Good luck Quack! Awesome that it's so cool already.


----------



## Pointpuller (Sep 14, 2014)

Back from Wyoming DIY hunt.  Shot this big cow the first week with the compound and unsuccessfully chased mule deer with the recurve for 9 days.  Looking forward to a years worth of quality eating from the cow.  22 degrees and snow when I broke camp Thursday morning.  32 hours straight driving and been sweating all day unloading and unpacking.





Camp for 2 weeks.




A couple of good views from high altitude.


----------



## Curtis (Sep 15, 2014)

congratulations, looks like you had  good time out there.


----------



## ben300win (Sep 16, 2014)

Congrats point puller. Ready to go myself. Leave three weeks from Thursday.


----------



## Pointpuller (Sep 16, 2014)

Thanks Curtis and Ben300Win.  I hope you have a great hunt. Post up some pics when you return.  Whats going on with Scoutman?  He usually keeps this topic going.  Hope he is at 9500' and getting it done.  Just finished some grilled med. rare elk steaks and they were great.


----------



## QuackAddict (Sep 29, 2014)

We'll I managed to get it done in CO!  I arrived on Friday the 12th and we were on the very edge of that cold snap that pushed in from the north. We camped at 10,000 ft this year and awoke to temps in the upper 20s on opening day of ML season.  There were 6 hunters in our group. Four with ML bull tags, one with a cow tag and one with a buck tag. I fell into the trap of hunting where I saw them last year and wouldn't you know it they were not there.  I did see a 140" and 170" muley buck that morning but had no tag. For some reason we decided to send the guys with the buck and cow tag to one of the best spots and of course they saw 3 different bulls. Three of us with bull tags went back to that spot in the afternoon and of course saw nothing.  Fast forward a few days and we got on a bull right at daylight but couldn't get to him before they bedded. Had high hopes for the afternoon so I get settled in my blind for the afternoon hoping to hear an early bugle. About 30 minutes before dark I hear him bugle a ways off. I was thinking there was no way to get to him before dark so I'll sit tight. He bugles again closer and a second bull sounds off so I storm up the mountain. I made it to the edge of the timber and he chuckles about 100 yards away. At this point I'm thinking he's going to stay in the timber and I've got to do something to get him to come out before it was too late.

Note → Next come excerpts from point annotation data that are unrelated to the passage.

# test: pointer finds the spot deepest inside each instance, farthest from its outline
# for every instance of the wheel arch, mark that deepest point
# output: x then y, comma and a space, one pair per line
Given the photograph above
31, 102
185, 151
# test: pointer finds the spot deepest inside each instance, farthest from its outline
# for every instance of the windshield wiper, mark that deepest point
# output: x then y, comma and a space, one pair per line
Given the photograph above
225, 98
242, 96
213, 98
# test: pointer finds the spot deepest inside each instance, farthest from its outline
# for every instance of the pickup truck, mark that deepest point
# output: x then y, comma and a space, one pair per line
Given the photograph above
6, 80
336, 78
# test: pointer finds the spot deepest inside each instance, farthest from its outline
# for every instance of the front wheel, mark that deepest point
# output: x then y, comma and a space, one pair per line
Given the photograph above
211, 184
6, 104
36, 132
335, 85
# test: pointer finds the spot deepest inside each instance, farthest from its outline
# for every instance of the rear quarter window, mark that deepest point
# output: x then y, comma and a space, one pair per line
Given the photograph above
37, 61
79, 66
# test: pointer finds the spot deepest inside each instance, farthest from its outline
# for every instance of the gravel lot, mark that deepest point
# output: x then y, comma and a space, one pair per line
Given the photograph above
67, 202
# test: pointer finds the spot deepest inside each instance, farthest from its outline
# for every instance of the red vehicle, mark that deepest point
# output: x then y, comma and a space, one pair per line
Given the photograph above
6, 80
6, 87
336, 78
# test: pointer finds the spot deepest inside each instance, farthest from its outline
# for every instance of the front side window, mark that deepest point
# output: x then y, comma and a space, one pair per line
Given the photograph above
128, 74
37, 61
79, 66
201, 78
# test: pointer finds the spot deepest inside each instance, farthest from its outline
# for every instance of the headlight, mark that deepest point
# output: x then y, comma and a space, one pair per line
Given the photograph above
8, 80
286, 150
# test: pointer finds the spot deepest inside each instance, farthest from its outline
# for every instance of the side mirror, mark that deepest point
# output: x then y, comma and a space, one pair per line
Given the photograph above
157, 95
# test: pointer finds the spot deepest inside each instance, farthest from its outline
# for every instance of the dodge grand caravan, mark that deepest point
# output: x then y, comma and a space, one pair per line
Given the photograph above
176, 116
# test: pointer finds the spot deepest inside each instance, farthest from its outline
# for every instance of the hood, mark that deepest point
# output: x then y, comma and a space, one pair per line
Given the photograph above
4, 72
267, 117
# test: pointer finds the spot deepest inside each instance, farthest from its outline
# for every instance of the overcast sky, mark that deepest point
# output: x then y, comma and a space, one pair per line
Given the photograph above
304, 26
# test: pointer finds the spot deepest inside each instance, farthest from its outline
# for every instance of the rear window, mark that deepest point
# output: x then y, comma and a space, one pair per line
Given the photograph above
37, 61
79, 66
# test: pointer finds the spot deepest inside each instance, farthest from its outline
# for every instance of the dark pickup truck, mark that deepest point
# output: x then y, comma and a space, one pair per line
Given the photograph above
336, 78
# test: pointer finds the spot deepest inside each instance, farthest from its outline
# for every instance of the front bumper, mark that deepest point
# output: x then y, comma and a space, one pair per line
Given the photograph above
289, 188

I blew the cow call and then literally stomped down the mountain about 50 yards rolling rocks the whole way trying to sound like a cow running away.  I couldn't believe it when I stopped and turned and heard his horns crashing through the timber.  He ran out below me and stopped about 90 yards on the way.  I saw the one side sticking up and put behind his shoulder and let the Ol smokepole rip.  He ran about 30 yards and piled up. Reloaded and ran down to him and he let out his death bellow with me 5 yards away. Intense is an understatement and i could not be happier with this bull.  Five on one side and he was broke off after his second on the other side. 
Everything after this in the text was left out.